December 17, 2016 6:56 am JST

China makes curbing property bubble a priority for 2017

Communist Party leaders shoot for stability ahead of staff shake-up

ISSAKU HARADA, Nikkei staff writer

A suburb of Chongqing, one of the cities swept up in China's urban property bubble

BEIJING -- China will make deflating the country's growing property bubble a top priority in 2017 along with fiscal stimulus, aiming to keep the economy on an even keel as Communist Party leadership prepares for a twice-a-decade changeover.

President Xi Jinping and other top cadres gathered for three days here through Friday for the annual Central Economic Work Conference, reflecting on progress in 2016 and charting the course for next year, the second year of the Xi administration's first five-year plan. China's consumption and production have been fairly robust since autumn. But real estate prices in major cities continue to climb, creating a need for policy that can underpin growth while also keeping the bubble in check.

The party's National Congress, held once every five years, will take place next autumn. Leaders having hit retirement age will make way for younger blood -- a chance for party factions to put their preferred people in charge. Xi and his followers are doing all they can to avoid an economic slump until then.

Stronger hand

Bolder fiscal policy is on the way next year, according to a statement by conference attendees. China slashed corporate taxes and embarked on major infrastructure projects in 2016 to offset a slowdown in private investment. In 2017, infrastructure investment growth is likely to approach 25%, compared to 20% this year, according to Zhao Yang, chief China economist at Nomura Holdings. Meanwhile, the Ministry of Finance said Thursday that a tax break for small cars set to expire at the end of 2016 will be extended.

On the monetary side, party leaders target "prudent and neutral" policy in 2017, according to state news outlet Xinhua, rather than this year's merely "prudent" policy -- a sign that moderate tightening could be on the way. The People's Bank of China has used market operations since autumn to guide short-term interest rates higher and instructed commercial banks to slow the pace of new lending. This policy now has the party's official stamp of approval.

The shift aims in part to avoid a plunge in the value of the yuan associated with capital flight. China intends to both make foreign exchange trading more flexible and stabilize its currency at a rational, balanced level, according to the statement.

Bursting bubbles

The other goal is to steer clear of the financial turmoil a rupture in the real estate bubble could cause. Curbing financial risk will take on a more central role in policy than before, the statement said. The country is also to take strong steps to restrain an asset bubble, enhance financial oversight and avoid creating instability in the financial system.

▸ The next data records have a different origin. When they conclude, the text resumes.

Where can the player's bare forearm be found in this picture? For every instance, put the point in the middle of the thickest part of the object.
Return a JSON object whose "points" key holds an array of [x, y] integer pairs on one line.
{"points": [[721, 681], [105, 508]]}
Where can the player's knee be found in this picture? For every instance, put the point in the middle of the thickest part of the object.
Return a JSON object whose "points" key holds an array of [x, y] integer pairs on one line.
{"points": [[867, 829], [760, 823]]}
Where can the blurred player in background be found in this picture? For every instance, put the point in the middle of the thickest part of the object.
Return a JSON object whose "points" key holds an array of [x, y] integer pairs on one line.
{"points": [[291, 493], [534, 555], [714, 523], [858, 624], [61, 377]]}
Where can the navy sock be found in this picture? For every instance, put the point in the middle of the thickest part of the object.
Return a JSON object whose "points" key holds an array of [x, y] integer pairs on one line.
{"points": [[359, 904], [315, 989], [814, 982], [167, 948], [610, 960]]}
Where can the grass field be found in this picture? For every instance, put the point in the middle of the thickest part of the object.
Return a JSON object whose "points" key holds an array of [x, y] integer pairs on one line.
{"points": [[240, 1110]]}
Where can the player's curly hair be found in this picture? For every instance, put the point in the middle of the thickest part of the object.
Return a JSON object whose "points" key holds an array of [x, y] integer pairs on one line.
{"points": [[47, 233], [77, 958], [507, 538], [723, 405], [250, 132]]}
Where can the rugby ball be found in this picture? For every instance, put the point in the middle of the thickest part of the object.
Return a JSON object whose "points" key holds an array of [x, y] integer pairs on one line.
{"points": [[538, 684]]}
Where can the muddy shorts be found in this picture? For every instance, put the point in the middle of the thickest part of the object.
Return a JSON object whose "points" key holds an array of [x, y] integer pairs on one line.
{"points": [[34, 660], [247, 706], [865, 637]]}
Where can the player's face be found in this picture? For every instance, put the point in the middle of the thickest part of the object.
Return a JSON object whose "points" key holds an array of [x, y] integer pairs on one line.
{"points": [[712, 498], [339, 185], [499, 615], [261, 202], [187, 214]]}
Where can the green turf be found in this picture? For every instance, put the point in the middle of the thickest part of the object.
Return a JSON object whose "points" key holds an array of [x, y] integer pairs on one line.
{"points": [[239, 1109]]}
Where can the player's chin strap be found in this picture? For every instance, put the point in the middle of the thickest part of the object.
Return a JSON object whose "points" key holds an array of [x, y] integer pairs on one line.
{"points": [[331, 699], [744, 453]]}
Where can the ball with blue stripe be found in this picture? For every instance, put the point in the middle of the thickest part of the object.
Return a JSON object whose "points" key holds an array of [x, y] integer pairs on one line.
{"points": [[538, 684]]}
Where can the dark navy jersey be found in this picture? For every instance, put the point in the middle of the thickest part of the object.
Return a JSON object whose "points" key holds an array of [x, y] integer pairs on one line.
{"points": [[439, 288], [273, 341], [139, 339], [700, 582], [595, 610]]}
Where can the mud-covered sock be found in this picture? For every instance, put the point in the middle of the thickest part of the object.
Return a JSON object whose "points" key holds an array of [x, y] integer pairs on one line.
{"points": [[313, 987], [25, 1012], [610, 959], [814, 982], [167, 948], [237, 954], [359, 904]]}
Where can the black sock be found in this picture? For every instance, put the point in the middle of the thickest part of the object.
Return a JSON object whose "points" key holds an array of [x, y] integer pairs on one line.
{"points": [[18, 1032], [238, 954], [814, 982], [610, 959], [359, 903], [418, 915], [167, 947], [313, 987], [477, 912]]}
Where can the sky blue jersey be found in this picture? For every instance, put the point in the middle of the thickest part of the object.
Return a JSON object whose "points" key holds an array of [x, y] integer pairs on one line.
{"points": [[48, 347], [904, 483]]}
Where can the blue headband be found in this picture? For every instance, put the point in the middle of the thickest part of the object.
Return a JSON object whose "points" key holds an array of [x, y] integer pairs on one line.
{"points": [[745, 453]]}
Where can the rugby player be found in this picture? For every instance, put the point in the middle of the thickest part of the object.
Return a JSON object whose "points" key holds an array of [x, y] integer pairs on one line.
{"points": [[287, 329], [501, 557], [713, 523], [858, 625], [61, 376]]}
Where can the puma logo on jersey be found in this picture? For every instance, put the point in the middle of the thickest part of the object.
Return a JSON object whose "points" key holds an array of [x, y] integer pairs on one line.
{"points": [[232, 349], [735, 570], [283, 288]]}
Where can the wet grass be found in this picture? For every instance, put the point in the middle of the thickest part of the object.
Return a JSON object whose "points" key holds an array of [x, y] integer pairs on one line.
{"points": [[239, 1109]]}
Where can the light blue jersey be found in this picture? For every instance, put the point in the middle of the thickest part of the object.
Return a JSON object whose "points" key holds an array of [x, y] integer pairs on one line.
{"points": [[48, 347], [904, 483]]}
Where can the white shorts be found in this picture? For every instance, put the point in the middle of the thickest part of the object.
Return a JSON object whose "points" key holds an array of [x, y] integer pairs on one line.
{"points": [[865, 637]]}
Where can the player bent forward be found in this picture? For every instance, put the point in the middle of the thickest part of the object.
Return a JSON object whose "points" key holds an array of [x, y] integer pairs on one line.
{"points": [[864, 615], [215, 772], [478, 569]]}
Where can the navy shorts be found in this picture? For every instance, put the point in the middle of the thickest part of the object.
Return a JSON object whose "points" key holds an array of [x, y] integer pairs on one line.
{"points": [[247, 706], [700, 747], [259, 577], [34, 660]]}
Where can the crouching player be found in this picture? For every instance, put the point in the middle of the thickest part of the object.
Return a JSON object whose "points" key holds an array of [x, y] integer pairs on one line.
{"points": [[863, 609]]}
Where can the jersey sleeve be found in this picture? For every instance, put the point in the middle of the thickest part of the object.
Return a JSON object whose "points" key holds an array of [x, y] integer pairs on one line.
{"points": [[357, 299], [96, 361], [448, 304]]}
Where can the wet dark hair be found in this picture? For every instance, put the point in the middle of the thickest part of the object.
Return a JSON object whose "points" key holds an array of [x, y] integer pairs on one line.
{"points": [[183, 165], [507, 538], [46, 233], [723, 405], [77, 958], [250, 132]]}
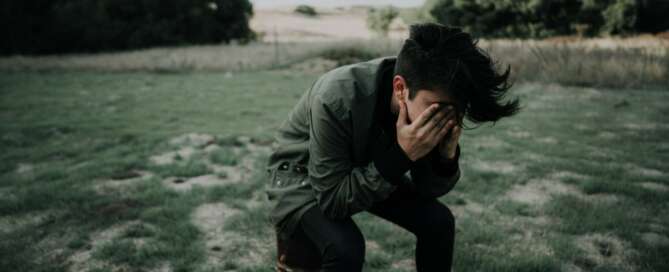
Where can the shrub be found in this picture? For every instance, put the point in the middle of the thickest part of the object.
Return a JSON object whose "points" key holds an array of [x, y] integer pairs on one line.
{"points": [[379, 19], [306, 10], [46, 27]]}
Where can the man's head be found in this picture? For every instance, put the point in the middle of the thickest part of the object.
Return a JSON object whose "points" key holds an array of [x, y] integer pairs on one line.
{"points": [[443, 64]]}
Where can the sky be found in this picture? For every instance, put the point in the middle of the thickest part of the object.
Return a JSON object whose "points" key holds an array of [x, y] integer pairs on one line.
{"points": [[331, 3]]}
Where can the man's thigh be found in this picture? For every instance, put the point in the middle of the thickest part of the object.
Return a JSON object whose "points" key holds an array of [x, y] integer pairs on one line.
{"points": [[411, 211], [328, 233]]}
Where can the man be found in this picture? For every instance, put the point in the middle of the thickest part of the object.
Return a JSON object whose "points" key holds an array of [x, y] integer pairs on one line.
{"points": [[382, 136]]}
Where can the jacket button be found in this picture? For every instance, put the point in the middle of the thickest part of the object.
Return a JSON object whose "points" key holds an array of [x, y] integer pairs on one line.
{"points": [[300, 169]]}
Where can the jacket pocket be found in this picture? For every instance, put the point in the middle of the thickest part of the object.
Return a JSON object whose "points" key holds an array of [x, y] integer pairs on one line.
{"points": [[286, 176]]}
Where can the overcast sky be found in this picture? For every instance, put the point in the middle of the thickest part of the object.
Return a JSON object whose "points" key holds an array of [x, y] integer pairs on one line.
{"points": [[331, 3]]}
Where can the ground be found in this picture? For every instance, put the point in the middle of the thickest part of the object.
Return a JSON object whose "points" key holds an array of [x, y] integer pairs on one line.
{"points": [[164, 172]]}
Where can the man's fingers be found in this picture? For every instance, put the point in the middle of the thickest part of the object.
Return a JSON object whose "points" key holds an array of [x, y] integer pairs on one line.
{"points": [[424, 116], [402, 118], [438, 121]]}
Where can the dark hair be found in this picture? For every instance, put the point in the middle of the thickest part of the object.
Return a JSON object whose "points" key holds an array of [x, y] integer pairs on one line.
{"points": [[444, 58]]}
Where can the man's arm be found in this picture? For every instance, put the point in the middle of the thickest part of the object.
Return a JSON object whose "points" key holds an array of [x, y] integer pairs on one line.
{"points": [[341, 189], [434, 175]]}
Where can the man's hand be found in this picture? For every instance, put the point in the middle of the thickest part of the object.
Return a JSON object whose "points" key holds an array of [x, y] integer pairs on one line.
{"points": [[448, 145], [420, 137]]}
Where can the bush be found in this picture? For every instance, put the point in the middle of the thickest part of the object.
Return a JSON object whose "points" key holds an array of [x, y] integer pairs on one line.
{"points": [[543, 18], [379, 19], [306, 10], [62, 26]]}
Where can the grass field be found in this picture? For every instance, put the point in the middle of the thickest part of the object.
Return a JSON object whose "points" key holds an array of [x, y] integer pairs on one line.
{"points": [[164, 172]]}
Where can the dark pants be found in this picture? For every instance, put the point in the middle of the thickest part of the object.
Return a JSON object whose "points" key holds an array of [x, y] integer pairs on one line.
{"points": [[342, 245]]}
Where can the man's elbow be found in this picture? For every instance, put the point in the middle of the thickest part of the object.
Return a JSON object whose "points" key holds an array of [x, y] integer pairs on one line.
{"points": [[442, 186], [328, 206]]}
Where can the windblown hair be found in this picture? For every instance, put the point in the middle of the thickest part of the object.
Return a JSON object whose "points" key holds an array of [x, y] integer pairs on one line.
{"points": [[444, 58]]}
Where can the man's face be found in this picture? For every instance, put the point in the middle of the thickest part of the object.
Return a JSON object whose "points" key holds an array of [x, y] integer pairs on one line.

Real estate was a much hotter topic this year than last. Houses were referred to as places to live, not objects to speculate on. Measures to keep prices from plunging, as well as from overheating, are to be looked into. The likely goal is to have owners rent properties, rather than flip them for a profit. Governments in cities with sky-high prices are also encouraged to provide more land for development and increase the share used for residential purposes.

The target for China's economic growth in 2017 -- and how it will compare to 2016's 6.5% to 7% -- went unmentioned. But Xi has said that 6.5% average annual growth is the absolute minimum target for the five years from 2016 to 2020.

A host of structural reforms to combat oversupply in the steel and coal markets were introduced at last year's economic conference. The group took a softer stance this time around, content to keep cutting production capacity and pursuing ongoing reforms for businesses such as state enterprises. Structural reform, after all, entails lost jobs and other collateral damage -- a dangerous proposition when party leadership positions are on the line.